The elements of the tool suite cooperate to perform the verification function, and include multiple features not directly related to a behavioral design verification function. The unused features place the price of the tool suite out of reach for many low level digital design projects and small firms.
Most low cost design projects do not begin with a formal design specification. Instead, the designer receives and creates multiple informal specification documents including interface specifications, block diagrams, partial schematic diagrams, waveform diagrams, pseudo code listings, copies of product specifications, and hand written notes, among other items. In the course of the project some or all of these specification documents are subject to revision and even replacement or elimination.
Throughout a project, a design specification, to the extent one exists at all, is informal and exits in the mind of the designer. It is the designer's understanding and interpretation of the myriad documents that serve as a design specification. Because of the pressures of time-to-market and a lack of staff, money, and EDA tool resources, the small project cannot afford the luxury of a formal design specification.
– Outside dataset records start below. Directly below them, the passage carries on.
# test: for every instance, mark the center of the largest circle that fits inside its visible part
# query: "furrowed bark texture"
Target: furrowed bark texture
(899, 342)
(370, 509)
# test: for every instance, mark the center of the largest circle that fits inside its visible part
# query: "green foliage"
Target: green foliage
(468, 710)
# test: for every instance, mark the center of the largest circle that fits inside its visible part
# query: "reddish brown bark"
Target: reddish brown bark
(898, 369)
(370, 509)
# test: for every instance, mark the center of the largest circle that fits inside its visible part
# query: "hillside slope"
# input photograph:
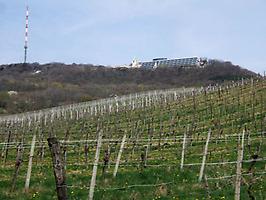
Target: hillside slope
(157, 128)
(43, 86)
Despite these drawbacks, a design is completed and reliable behavioral design validation is rushed or sometimes simply not attempted.
What is needed is a low-cost EDA tool (costing approximately what a word processor costs) that can be run on a standard desktop computer having sufficient memory, a display, a keyboard, and a pointing device.
The low-cost tool should include only the elements necessary for editing a design expressed in a hardware description language, for performing an acceptable behavioral simulation, and for debugging a digital design of moderate size (block) expressed in a hardware description language such as Verilog or VHDL.
The tool should permit every design signal to be selectively controlled and observed.
The tool should provide an easy-to-use interface permitting use of the pointing device to select individual signals and busses for control and observation.
The tool user interface should permit display of state transition graphs highlighted to show regions validated and current state and next edge.
The tool should permit single stepping through validation demonstration sequences.
The tool should be able to display selected waveforms.
The tool should be able to accept user special comments for partitioning the design into testable parts.
The tool should derive demonstration sequences for finite state machine parts and should use automatic selections from a library of standardized demonstration sequence templates for all other parts.
The tool should permit the standardized demonstration sequence templates to be automatically adapted for variations in bus width and the like.
The tool should permit behavioral simulation using demonstration sequences operating at a low level for initial validation and debugging with more complex sequences available for higher assurance validation.